HumanCellAtlas / ingest-central

Ingest Central is the hub repository for the ingest service
Apache License 2.0
0 stars 1 forks source link

Throw warning when spreadsheet metadata does not get converted to JSON #484

Open malloryfreeberg opened 5 years ago

malloryfreeberg commented 5 years ago

Please discuss with a member of the ingest development team before submitting a suggestion

  1. What problem does the suggested enhancement solve? Please describe.

It is dangerous when metadata in a spreadsheet does not make it into the JSON but the submitter is not made aware of this. For example, for a recently ingested dataset in production, the Publications tab was converted to JSON but not actually incorporated into the project.json document because the tab name "Project - Publication" was not labeled as expected by ingest ("Project - Publications").

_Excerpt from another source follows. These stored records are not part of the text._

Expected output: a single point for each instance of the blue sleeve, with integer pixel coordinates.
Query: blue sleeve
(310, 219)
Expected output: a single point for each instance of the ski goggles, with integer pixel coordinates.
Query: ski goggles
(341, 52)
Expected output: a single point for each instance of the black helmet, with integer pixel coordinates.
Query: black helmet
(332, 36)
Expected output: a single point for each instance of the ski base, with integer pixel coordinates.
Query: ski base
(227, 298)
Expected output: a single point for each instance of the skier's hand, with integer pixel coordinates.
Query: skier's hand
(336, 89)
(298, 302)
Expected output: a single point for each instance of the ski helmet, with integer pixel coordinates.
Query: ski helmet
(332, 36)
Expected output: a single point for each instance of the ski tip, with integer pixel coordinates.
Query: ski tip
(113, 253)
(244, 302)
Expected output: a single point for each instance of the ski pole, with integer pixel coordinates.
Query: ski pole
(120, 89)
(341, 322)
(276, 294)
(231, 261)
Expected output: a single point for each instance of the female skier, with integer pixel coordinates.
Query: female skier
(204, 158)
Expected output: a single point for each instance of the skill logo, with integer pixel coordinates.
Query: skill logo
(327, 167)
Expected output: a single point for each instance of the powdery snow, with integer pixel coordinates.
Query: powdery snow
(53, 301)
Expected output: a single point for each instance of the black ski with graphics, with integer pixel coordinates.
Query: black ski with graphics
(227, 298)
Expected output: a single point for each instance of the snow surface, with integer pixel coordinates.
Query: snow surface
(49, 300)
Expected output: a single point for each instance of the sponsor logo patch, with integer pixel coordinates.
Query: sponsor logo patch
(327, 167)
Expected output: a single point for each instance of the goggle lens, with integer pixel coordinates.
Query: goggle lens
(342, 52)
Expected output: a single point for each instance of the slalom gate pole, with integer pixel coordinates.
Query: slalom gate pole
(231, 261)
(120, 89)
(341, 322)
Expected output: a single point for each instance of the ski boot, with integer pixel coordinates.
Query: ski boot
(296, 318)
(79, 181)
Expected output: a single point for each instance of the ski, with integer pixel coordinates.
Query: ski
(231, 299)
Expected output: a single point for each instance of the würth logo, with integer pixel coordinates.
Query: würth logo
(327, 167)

The tab was converted to JSON, but not actually added to the project JSON.

The result was that the publication metadata was not submitted to the prod data store, but the submitter (wrangler) was not made aware that publication metadata was omitted.

  1. What type of enhancement is this?

Performance, usability

  1. How much benefit do you estimate this enhancement will provide? (High, Medium, Low)

High (we shouldn't omit metadata!)

  1. Please describe a solution

I do not have a technical solution, but I would like to see some sort of warning if any metadata from the spreadsheet does not end up in the final JSON to be submitted.

rdgoite commented 5 years ago

The importer, at the time of writing, works by removing any fields that don't match with the information provided on the module worksheet title. This is done because worksheets are processed in a generic manner such that all worksheets (regardless of whether they're for submittable or module types) are processed like they're submittable. This results in module JSON initially containing elements that don't really belong in them such as the schema URL in the describedBy field.

justincc commented 5 years ago

This has come up before #35

justincc commented 5 years ago

The wrong tab name "Project - Publication" may be due to a bug in generating spreadsheet templates.

MightyAx commented 5 years ago

If the spreadsheet parser could also display warnings as well as error's we could report a warning for any data object that isn't transferred into JSON.

MightyAx commented 5 years ago

As of ingest-client#52 we now throw errors when metadata does not get converted to JSON. But will keep this ticket open to suggest that some errors should actually be warnings under but this should wait until the UI can display errors (and warnings) in a more meaningful way that a list at the top of the page (Perhaps an error tab)